The Bioeconomy Blueprint will guide Federal agencies—in coordination with one another and in partnership with private-sector entities—to enhance economic growth and job creation, improve the health of all Americans, and move toward a clean-energy future through scientific discovery and technological innovation.
The biological sciences have demonstrated enormous advances in recent years. As a result, economic activity fueled by research and innovation in those fields—the “bioeconomy”—is also growing rapidly, providing an expanding array of job opportunities in both rural and urban environments. In addition to the societal benefits these advances are bringing in health, medicine, and agriculture, and through the development of clean energy sources, researchers are generating a growing spectrum of bio-based products for use in industrial and chemical processes, helping to reduce reliance on petroleum-based products.
The Bioeconomy Blueprint highlights life-sciences advances the Obama Administration is fostering and provides a roadmap for taking even greater advantage of trends and emerging capacities in this fast-moving field.

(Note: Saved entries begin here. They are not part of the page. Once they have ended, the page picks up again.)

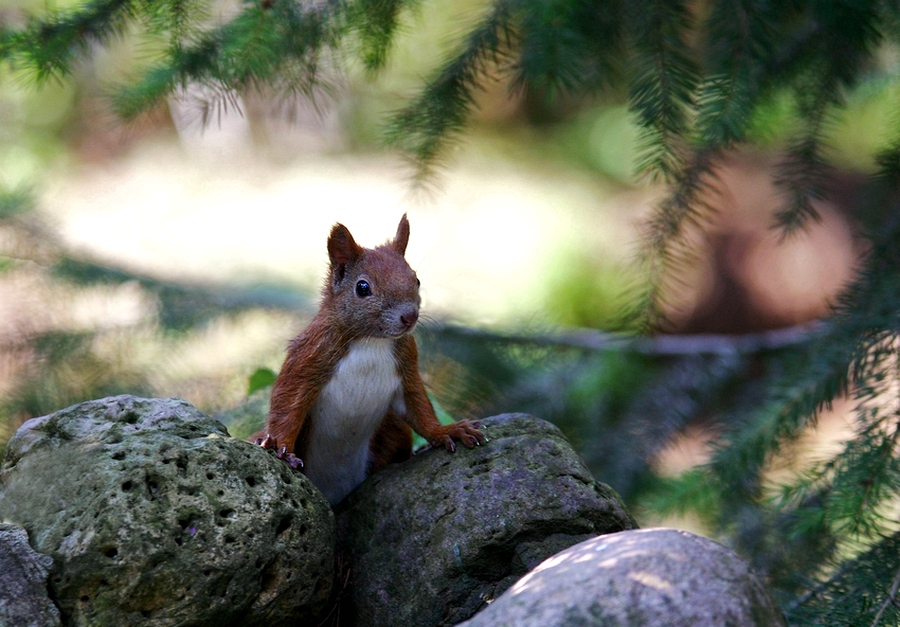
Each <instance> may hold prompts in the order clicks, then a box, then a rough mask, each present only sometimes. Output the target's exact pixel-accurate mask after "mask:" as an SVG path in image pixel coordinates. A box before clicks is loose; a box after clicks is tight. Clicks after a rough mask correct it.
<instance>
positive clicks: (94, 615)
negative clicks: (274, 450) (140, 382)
mask: <svg viewBox="0 0 900 627" xmlns="http://www.w3.org/2000/svg"><path fill="white" fill-rule="evenodd" d="M0 519H3V520H7V521H11V522H15V523H17V524H20V525H22V526H23V527H25V529H27V530H28V533H29V536H30V538H31V540H32V544H33V546H34V547H35V549H36V550H38V551H39V552H41V553H45V554H47V555H49V556H51V557H52V558H53V566H52V568H51V577H50V588H51V593H52V597H53V598H54V599H55V600H56V601H57V604H58V605H59V608H60V610H61V611H62V615H63V619H64V621H65V622H66V623H67V624H73V625H91V626H98V625H116V626H121V625H140V624H154V625H175V624H191V625H222V624H242V625H255V624H283V623H288V622H289V621H293V622H297V621H303V620H305V619H309V618H311V617H312V616H313V615H314V614H316V613H317V612H318V611H319V610H320V609H321V608H322V606H323V605H324V604H325V602H326V601H327V599H328V596H329V592H330V589H331V584H332V576H333V568H334V559H333V547H334V518H333V514H332V512H331V510H330V508H329V507H328V504H327V502H326V501H325V499H324V498H323V497H322V495H321V494H320V493H319V492H318V491H317V490H315V489H314V488H313V487H312V485H311V484H310V483H309V482H308V481H307V480H306V478H305V477H302V476H301V475H298V474H295V473H293V472H291V471H290V469H289V468H288V467H287V465H286V464H284V463H283V462H281V461H279V460H276V459H275V458H274V456H272V455H271V454H270V453H268V452H266V451H264V450H263V449H261V448H260V447H258V446H254V445H252V444H249V443H247V442H244V441H241V440H236V439H234V438H231V437H230V436H229V435H228V433H227V431H226V430H225V429H224V427H223V426H222V425H221V424H219V423H218V422H216V421H215V420H213V419H211V418H209V417H207V416H205V415H204V414H202V413H201V412H199V411H198V410H196V409H195V408H194V407H192V406H191V405H189V404H188V403H186V402H184V401H181V400H177V399H152V400H148V399H138V398H135V397H131V396H119V397H112V398H106V399H101V400H98V401H90V402H87V403H82V404H80V405H76V406H73V407H70V408H68V409H65V410H62V411H59V412H57V413H55V414H51V415H50V416H45V417H42V418H35V419H33V420H30V421H28V422H27V423H26V424H25V425H23V426H22V428H21V429H20V430H19V431H18V432H17V433H16V435H15V436H14V437H13V439H12V440H10V442H9V446H8V448H7V450H6V453H5V457H4V460H3V464H2V466H0Z"/></svg>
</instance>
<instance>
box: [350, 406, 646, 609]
mask: <svg viewBox="0 0 900 627" xmlns="http://www.w3.org/2000/svg"><path fill="white" fill-rule="evenodd" d="M481 422H482V423H483V424H484V425H485V429H484V432H485V433H486V434H487V436H488V437H489V438H490V440H489V442H488V443H486V444H485V445H483V446H481V447H478V448H475V449H471V450H470V449H466V448H465V447H458V448H457V451H456V453H453V454H451V453H448V452H447V451H446V450H443V449H440V450H429V451H426V452H424V453H421V454H419V455H416V456H415V457H413V459H411V460H409V461H407V462H405V463H403V464H398V465H395V466H391V467H388V468H387V469H385V470H384V471H382V472H380V473H378V474H376V475H374V476H372V477H370V478H369V479H368V480H367V481H366V482H364V483H363V484H362V485H361V486H360V487H359V488H357V490H355V491H354V492H352V493H351V494H350V495H349V496H348V497H347V498H346V499H345V500H344V501H343V502H342V503H341V504H340V505H339V506H338V508H337V512H338V541H339V550H340V552H341V555H342V559H344V560H345V563H347V564H349V569H350V583H349V586H348V590H347V597H348V603H347V604H346V606H345V607H343V608H342V615H341V624H344V622H345V621H348V622H349V624H352V625H357V626H365V625H390V626H391V627H403V626H405V625H410V626H415V627H426V626H431V625H453V624H456V623H458V622H459V621H461V620H464V619H466V618H469V617H470V616H472V615H473V614H474V613H475V612H476V611H478V610H479V609H480V608H482V607H483V606H484V605H485V603H487V602H489V601H491V600H492V599H494V598H495V597H496V596H499V595H500V594H501V593H502V592H503V591H504V590H505V589H506V588H508V587H509V586H510V585H512V584H513V583H514V582H515V581H516V580H517V579H518V578H519V577H521V576H522V575H524V574H525V573H526V572H527V571H528V570H529V569H531V568H533V567H534V566H536V565H537V564H539V563H540V562H541V561H542V560H544V559H545V558H547V557H549V556H551V555H553V554H554V553H556V552H558V551H560V550H562V549H564V548H566V547H568V546H571V545H573V544H576V543H578V542H581V541H582V540H584V539H585V538H587V537H590V536H595V535H597V534H603V533H611V532H616V531H621V530H623V529H631V528H634V527H635V526H636V525H635V524H634V521H633V520H632V519H631V517H630V516H629V515H628V513H627V512H626V511H625V509H624V507H623V505H622V503H621V501H620V499H619V497H618V495H617V494H616V493H615V492H614V491H613V490H612V489H611V488H609V487H608V486H606V485H604V484H601V483H597V482H596V481H594V479H593V478H592V477H591V475H590V473H589V472H588V470H587V468H585V466H584V464H583V462H582V461H581V459H580V458H579V457H578V455H577V454H576V453H575V452H574V451H573V450H572V448H571V446H570V445H569V443H568V442H567V441H566V440H565V438H564V437H563V435H562V433H561V432H560V431H559V429H558V428H556V427H555V426H553V425H551V424H549V423H547V422H544V421H542V420H539V419H537V418H533V417H531V416H526V415H524V414H504V415H502V416H495V417H493V418H487V419H485V420H483V421H481Z"/></svg>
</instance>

The Blueprint identifies five strategic objectives to enable a vibrant U.S. bioeconomy in the years and decades ahead, with potential to deliver major economic and social benefits:
- Support R&D investments that will provide the foundation for the future U.S. bioeconomy
- Facilitate the transition of bioinventions from research lab to market, including an increased focus on translational and regulatory sciences
- Develop and reform regulations to reduce barriers, increase the speed and predictability of regulatory processes, and reduce costs while protecting human and environmental health
- Update training programs and align academic institution incentives with student training for national workforce needs
- Identify and support opportunities for the development of public-private partnerships and precompetitive collaborations — where competitors pool resources, knowledge, and expertise to learn from successes and failures.